Works on MacOS/Linux
Test Suite here into folder next to this repo.
git clone https://github.com/nlsandler/writing-a-c-compiler-tests.git
../writing-a-c-compiler-tests/test_compiler --check-setup
../writing-a-c-compiler-tests/test_compiler ./target/debug/c_compiler --chapter 1 --stage lex
- Lex -> Generates a list of Tokens
- Parse -> Accepts tokens and turns into AST (Parse Statement, Parse Expression generics)
- Semantic Validation
- Identifer Resolution -> Accepts AST and returns AST of same type
- Loop Labelling -> Accepts AST and tranforms to AST with LoopLabelling Statements
- Type Checking -> Accepts AST and transforms to AST with Type information on Expressions
- Tacky Generation
- CodeGen
- A lot of string cloning. If utilize Some form of RcString where we can share underlying
strand slice into it.
Run Lexer (turn text into Tokens)
cargo run -- main.c --lex
Run Parser (turn text into Tokens, parse into AST)

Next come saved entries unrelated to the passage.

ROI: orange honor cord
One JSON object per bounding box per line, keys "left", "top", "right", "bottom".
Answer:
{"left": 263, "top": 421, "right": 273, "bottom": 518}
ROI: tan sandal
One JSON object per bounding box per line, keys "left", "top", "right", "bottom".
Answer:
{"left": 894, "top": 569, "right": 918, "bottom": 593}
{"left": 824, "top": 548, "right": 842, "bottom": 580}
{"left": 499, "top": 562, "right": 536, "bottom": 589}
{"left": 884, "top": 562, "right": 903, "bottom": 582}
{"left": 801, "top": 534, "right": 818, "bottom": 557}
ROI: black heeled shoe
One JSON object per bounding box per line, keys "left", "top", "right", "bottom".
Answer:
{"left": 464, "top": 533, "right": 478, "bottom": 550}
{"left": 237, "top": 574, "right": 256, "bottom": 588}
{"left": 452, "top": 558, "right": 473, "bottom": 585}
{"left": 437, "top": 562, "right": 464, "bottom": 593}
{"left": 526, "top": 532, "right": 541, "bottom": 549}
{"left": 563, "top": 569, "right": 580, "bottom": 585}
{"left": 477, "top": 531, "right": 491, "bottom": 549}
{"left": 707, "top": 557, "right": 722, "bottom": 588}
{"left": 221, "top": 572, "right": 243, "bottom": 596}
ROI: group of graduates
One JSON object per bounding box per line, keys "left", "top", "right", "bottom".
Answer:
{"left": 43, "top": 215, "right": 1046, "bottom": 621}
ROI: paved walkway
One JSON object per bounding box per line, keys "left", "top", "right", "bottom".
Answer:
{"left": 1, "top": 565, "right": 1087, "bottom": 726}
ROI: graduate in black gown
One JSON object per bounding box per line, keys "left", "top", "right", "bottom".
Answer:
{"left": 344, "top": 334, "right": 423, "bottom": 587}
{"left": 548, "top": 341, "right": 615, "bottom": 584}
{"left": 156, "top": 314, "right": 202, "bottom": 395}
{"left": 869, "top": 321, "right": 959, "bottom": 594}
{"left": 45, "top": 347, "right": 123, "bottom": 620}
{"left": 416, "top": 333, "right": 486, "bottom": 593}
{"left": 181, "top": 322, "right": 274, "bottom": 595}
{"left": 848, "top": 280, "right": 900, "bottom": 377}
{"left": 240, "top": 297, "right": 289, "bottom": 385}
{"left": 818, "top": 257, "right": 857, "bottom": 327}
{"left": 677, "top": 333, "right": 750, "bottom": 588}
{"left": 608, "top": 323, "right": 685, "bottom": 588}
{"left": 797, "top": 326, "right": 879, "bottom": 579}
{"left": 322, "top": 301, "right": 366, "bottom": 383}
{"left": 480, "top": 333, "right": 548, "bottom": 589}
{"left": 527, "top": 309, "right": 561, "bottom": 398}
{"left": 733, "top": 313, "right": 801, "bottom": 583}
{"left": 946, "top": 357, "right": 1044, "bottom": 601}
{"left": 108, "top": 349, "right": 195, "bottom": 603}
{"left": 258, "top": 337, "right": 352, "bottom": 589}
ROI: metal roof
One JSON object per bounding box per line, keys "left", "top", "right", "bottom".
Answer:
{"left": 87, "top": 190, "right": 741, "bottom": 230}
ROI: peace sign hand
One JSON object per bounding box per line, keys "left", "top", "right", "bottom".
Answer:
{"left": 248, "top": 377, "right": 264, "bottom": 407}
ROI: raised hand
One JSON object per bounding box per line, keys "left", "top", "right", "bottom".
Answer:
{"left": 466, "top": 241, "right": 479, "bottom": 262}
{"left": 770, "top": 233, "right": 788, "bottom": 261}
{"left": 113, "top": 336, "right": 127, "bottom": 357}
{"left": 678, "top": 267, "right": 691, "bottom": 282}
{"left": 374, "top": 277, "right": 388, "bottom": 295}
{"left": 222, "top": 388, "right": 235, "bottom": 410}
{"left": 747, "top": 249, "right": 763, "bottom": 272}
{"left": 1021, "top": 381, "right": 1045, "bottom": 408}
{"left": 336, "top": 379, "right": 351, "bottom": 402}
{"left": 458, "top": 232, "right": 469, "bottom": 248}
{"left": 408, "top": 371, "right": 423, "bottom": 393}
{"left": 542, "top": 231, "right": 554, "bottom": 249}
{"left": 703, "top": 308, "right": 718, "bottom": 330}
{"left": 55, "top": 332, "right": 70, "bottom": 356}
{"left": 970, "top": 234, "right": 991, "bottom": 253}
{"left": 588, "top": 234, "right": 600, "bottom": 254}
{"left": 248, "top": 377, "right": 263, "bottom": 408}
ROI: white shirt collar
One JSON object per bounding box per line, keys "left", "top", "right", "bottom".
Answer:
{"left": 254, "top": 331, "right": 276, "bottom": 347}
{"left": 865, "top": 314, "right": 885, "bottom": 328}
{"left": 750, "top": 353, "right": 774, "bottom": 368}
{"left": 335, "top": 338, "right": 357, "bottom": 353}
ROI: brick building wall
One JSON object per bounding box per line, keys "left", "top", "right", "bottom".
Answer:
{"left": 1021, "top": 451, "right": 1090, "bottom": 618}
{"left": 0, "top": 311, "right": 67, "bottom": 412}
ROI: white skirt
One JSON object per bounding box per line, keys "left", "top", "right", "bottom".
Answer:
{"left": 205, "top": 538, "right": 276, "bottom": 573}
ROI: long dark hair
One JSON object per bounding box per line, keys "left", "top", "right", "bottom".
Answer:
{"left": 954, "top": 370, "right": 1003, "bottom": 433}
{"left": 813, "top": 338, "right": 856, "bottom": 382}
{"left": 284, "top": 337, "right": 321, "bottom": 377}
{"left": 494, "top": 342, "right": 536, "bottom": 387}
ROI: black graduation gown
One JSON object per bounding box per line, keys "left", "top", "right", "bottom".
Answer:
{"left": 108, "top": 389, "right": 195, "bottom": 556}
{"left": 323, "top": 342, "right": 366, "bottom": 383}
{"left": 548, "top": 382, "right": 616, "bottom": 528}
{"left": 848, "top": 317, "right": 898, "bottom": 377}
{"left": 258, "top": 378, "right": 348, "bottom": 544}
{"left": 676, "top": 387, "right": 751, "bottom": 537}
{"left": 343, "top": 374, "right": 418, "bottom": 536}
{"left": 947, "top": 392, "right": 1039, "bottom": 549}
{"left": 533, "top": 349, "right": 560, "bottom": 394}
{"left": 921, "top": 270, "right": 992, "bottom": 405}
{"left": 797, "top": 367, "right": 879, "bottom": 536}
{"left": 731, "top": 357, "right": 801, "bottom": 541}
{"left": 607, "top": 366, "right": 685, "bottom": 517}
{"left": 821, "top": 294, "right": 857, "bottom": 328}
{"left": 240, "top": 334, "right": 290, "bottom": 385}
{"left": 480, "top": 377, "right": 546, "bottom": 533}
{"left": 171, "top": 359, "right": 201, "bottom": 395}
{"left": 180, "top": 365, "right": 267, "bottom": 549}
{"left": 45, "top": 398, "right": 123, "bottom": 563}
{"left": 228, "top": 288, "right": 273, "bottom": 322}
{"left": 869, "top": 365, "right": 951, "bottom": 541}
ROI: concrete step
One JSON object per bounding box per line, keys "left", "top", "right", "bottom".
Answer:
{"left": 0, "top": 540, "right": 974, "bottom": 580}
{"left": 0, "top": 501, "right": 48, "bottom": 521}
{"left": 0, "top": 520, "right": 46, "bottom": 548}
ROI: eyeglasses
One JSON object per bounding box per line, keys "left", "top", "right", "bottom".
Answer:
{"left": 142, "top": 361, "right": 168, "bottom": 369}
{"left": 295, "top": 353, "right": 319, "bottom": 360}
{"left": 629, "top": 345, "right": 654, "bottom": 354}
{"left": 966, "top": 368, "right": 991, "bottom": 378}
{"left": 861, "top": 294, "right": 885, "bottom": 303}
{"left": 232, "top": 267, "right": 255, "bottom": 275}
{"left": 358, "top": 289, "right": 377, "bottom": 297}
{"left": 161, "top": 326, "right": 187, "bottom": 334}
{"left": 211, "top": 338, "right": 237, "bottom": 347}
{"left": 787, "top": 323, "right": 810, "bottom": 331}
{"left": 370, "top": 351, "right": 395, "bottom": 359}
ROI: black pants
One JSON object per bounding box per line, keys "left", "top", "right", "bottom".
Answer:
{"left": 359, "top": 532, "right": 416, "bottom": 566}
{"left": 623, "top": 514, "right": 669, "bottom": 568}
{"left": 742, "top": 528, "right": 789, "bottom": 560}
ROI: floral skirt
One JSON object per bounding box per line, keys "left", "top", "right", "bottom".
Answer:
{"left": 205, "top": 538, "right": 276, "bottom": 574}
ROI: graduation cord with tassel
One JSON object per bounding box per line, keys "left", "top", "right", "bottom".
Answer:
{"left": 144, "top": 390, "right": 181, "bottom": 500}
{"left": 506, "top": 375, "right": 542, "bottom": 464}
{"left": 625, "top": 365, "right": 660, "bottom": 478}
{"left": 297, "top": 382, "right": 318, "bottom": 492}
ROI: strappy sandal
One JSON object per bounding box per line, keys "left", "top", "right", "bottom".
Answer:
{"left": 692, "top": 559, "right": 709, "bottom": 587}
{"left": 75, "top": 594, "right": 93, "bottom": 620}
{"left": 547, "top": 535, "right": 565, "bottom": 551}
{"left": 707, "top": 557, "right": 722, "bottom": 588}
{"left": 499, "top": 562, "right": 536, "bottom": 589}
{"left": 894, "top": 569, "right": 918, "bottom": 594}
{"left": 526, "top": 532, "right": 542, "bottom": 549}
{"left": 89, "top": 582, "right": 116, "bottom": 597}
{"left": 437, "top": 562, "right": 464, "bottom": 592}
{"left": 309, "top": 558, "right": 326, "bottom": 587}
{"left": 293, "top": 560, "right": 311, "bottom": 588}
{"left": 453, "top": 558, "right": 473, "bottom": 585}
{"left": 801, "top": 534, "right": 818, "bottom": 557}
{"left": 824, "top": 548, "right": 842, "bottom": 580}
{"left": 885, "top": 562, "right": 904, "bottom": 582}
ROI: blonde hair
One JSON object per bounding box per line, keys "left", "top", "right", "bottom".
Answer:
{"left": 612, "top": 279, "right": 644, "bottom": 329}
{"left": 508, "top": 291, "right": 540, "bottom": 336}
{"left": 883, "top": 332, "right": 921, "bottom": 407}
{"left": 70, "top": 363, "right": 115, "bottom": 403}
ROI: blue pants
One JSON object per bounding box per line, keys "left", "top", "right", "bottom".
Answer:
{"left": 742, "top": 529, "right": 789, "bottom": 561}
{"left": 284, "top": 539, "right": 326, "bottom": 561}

cargo run -- main.c --parse
Generate Code
cargo run -- main.c --codegen --S
Verbose
cargo run -- main.c --codegen --verbose --S
Compile ASM to Executable code using gcc
gcc asm.s
./a.out
echo $?
A Convenience script called compile_and_run.sh will run the test suite, compile a.s into a.out and run and echo the result as well as run gcc on the c file to compare the output.
chmod u+x compile_and_run.sh
A Convenience script called compile_asm.sh will compile just the a.s file, so if you need to make manual adjustments you can quickly test without a fill build pass.
Assembly reference
mov src, dst
Limits
Cannot move from rbp (local variable) to rbp must move 1 rbp to register 1st. In our case we use scratch register r10.
add src, dst
eg
add $2, %eax
will add 2 to eax and store in place.
src can be a an immediate value, register or memory address. dst can be a register or memory address. src & dst cannot both be memory addresses.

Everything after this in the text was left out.